L'Explication Prémisse
Cet article dit qu'un accord collectif (par exemple un accord de gestion prévisionnelle des emplois et des compétences — GPEC — ou un accord spécifique de rupture conventionnelle collective) peut fixer les règles pour mettre fin, d’un commun accord, aux contrats de travail des salariés. Ces cessations négociées sont une autre voie que le licenciement ou la démission : elles ne remplacent pas ces modes, et surtout elles doivent rester volontaires — ni l’employeur ni le salarié ne peuvent les imposer. Enfin, ces ruptures collectives restent soumises aux règles prévues par la section du Code du travail qui les régit (procédures, garanties, consultations, etc.).
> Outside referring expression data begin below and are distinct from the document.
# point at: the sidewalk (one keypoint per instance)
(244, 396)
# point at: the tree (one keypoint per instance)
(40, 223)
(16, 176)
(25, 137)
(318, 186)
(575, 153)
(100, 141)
Une entreprise de 220 salariés prévoit une réorganisation qui réduit certains besoins. L'employeur négocie avec les organisations syndicales un accord de rupture conventionnelle collective qui précise les critères d'éligibilité (anciens, postes concernés), le montant minimal d'indemnité de départ, les mesures d'accompagnement (formation, aide à la recherche d'emploi) et le calendrier. Les salariés visés reçoivent une proposition : ceux qui acceptent signent une convention de rupture individuelle conforme à l'accord collectif ; ceux qui refusent conservent leur contrat et ne peuvent pas être contraints à partir. L'accord a été mis en place après consultation des représentants du personnel et en respectant les formalités prévues par la loi.
- Seule une convention collective (GPEC ou accord de rupture collective) peut définir les modalités collectives de ruptures d’un commun accord.
- Il s’agit d’une voie alternative au licenciement et à la démission, mais non d’un mode imposé : la décision de partir doit rester volontaire pour le salarié.
- Ni l’employeur, ni le salarié ne peuvent contraindre l’autre à accepter la rupture collective.
- Ces ruptures restent soumises aux règles de la section correspondante du Code du travail : formalités, consultations des représentants du personnel et garanties prévues par la loi ou l’accord.
- L’accord collectif doit préciser les conditions pratiques : critères d’éligibilité, indemnités minimales, mesures d’accompagnement (formation, reclassement, outplacement), calendrier et modalités de mise en œuvre.
- La rupture aboutit à la fin du contrat de travail par accord — chaque salarié concerné signe sa propre convention de rupture conforme aux dispositions collectives et légales.
- Les salariés peuvent contester une rupture s’ils estiment avoir été soumis à une pression ou si les règles de l’accord/du droit n’ont pas été respectées.
- L’accord collectif peut améliorer les garanties individuelles, mais ne peut réduire les droits légaux minimaux prévus par le Code du travail.